As China continues with its provocations, India cannot pretend that all is well.

Insatiable dragon

Although China invaded India in 1962, provoked a bloody clash at Nathu La in 1967 and triggered border skirmishes in 1986-87 by crossing the line of control in Samdurong Chu, this is the first time it has opened pressure points against India all along the Himalayan frontier in peacetime.

This pressure long predates the Dalai Lama’s plans to visit Arunachal Pradesh. Indeed, it gradually has been building up since 2006, largely in reaction to the Indo-US strategic partnership, which was set in motion by the separate unveiling in 2005 of the nuclear deal and defence-framework accord. By muscling up to India, is China aiming to browbeat India or actually fashion an option to wage war?

Prime minister Manmohan Singh and other Indian officials have publicly sought to tamp down military tensions. But in contrast, the Chinese leadership has been mum on the Himalayan border situation even as the bellicose rhetoric in China’s state-run media has affected public opinion with 90 per cent of respondents in a Global Times online poll citing India as the No 1 threat to China’s security. The Communist Party’s official newspaper, the People’s Daily, after asking India to consider the costs of “a potential confrontation with China,” ran another denunciatory editorial recently on New Delhi’s “recklessness and arrogance.”

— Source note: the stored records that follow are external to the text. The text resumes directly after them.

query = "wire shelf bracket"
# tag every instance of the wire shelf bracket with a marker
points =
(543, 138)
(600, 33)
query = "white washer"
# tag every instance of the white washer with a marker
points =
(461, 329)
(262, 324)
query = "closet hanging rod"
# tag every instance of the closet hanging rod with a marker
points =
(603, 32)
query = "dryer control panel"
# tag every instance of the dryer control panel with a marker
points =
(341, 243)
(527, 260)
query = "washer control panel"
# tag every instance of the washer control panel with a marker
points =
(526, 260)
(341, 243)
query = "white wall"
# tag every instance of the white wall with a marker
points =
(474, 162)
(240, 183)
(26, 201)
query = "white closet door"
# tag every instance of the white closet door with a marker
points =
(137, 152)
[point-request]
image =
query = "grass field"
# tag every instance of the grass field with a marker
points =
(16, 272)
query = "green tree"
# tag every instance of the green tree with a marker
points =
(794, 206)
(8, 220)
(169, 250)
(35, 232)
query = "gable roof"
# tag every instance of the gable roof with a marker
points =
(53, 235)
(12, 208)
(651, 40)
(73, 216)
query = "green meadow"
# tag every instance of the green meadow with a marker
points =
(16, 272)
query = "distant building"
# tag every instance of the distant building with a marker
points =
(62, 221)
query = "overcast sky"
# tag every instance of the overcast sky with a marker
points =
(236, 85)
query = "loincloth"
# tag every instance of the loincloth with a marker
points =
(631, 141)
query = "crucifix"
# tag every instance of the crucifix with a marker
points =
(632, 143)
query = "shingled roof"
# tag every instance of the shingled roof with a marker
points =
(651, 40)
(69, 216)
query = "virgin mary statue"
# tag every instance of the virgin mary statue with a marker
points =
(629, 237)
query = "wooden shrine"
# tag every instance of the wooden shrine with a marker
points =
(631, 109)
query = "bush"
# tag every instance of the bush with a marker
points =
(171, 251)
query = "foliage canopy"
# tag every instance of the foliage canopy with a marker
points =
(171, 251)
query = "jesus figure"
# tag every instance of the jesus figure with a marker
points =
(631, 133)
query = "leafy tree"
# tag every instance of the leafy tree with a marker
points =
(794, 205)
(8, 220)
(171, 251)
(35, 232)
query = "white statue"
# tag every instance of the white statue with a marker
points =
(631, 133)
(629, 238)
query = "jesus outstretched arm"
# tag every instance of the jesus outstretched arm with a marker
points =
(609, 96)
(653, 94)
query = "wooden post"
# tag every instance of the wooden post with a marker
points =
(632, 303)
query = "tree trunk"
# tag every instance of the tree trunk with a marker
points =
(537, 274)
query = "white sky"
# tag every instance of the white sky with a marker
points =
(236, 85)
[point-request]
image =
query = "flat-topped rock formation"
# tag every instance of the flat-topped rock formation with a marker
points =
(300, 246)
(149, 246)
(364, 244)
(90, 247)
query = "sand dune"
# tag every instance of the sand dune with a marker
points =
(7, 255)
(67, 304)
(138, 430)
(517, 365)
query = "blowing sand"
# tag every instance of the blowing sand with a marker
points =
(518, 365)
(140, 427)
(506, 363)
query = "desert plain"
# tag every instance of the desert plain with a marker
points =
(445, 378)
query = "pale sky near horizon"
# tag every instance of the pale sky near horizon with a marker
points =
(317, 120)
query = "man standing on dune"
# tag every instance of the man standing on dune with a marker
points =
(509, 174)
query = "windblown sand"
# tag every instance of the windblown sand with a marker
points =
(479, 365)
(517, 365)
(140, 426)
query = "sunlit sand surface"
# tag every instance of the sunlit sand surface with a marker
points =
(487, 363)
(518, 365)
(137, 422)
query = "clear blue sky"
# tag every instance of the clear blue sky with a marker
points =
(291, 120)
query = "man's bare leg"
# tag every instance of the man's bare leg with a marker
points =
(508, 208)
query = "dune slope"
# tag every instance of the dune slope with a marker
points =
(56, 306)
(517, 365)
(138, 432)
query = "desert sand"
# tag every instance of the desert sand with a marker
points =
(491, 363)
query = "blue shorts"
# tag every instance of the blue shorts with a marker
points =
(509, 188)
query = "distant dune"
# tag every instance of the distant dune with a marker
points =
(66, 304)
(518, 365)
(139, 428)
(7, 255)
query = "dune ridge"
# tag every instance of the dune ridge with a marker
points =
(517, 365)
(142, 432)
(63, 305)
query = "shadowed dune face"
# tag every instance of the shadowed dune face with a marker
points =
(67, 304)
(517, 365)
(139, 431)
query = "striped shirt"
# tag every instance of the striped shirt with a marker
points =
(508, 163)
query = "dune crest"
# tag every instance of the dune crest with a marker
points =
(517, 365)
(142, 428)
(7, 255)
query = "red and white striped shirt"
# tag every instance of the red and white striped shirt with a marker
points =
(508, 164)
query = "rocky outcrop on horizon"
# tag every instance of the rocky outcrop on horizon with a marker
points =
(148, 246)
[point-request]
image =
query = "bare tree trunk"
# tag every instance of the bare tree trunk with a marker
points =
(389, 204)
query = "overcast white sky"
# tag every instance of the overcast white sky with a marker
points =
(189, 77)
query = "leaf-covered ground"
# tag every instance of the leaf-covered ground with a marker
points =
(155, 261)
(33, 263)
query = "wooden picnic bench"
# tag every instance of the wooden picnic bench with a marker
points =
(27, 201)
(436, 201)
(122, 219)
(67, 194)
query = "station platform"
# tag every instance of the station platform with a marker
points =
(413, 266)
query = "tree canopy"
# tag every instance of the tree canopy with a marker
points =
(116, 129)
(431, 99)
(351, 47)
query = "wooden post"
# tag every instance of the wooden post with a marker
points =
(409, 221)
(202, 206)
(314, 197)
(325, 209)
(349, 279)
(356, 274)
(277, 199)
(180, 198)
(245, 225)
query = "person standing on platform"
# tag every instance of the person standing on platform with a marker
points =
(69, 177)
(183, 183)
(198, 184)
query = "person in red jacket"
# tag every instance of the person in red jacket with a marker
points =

The current situation, in some aspects, parallels the one that prevailed in the run-up to the 1962 attack, which then Chinese premier Zhou En Lai declared was designed “to teach India a lesson.”

Whether Beijing actually sets out to teach India “the final lesson” will, of course, depend on several calculations, including India’s defence preparedness, domestic factors within China and the availability of a propitious international timing of the type that the Cuban missile crisis provided in 1962. But why should New Delhi repeatedly and gratuitously offer explanations or justifications for the continuing Chinese incursions? If such intrusions are due to differing perceptions about the line of control, let the Chinese say that. But note: Beijing hasn’t proffered that excuse. 

The issue up to 1962 was Aksai Chin. But having gobbled up Aksai China, an area almost as big as Switzerland, China now claims Arunachal, nearly three times as large as Taiwan, to help widen its annexation of resource-rich Tibet. Since ancient times, the Himalayas have been regarded as India’s northern frontiers. But China is laying claim to territories south of the Himalayan watershed. Having lost its outer buffer — Tibet — India cannot lose its inner buffer — the Himalayas — or else the enemy will arrive in its plains.

Yet, instead of putting the focus on the source of China’s claim — Tibet — and on Beijing’s attempt to territorially enlarge its Tibet annexation to what it calls “southern Tibet” since 2006, India fights shy of gently shining a spotlight on Tibet as the lingering core issue. 

Both on strategy and capability, India is found wanting. Unable to define its own game-plan, it plays into China’s containment-behind-the-façade-of-engagement strategy by staying put in an unending, barren process of border talks going on since 1981, even though it realises Beijing has no intent to reach a political settlement. Worse still, it agreed in August to let the border talks go off on a tangent and turn into an all-encompassing strategic dialogue, thereby arming Beijing with new leverage to condition a border settlement to the achievement of greater strategic congruence. 

Now consider capability: More than 11 years after it gate-crashed the nuclear-weapons club, India conspicuously lacks even a barely minimal deterrent capability against China. Instead of giving topmost priority to building a credible deterrent against China — possible only through a major augmentation of indigenous nuclear and missile capabilities — India is focused on the spendthrift import of conventional weapons.

Let’s be clear: No amount of conventional arms can effectively deter a nuclear foe, that too an adversary that enjoys an inherent military advantage against India by being positioned on the commanding upper reaches of the Himalayas.

Although China is playing provoker, New Delhi helped create the context to embolden Beijing to up the ante. Can it be forgotten that New Delhi for long has indulged in ritualised happy talk about its relations with Beijing, brushing problems under the rug and hyping the outcome of every bilateral summit?

Even today, as New Delhi stares at the harvest of a mismanagement of relations with China by successive governments that chose propitiation to leverage building, attempts are being made to pull the wool over public eyes by calling the Himalayan border “peaceful”. Speaking honestly about a relationship fraught with major problems and lurking dangers is an essential first step to protect India’s interests.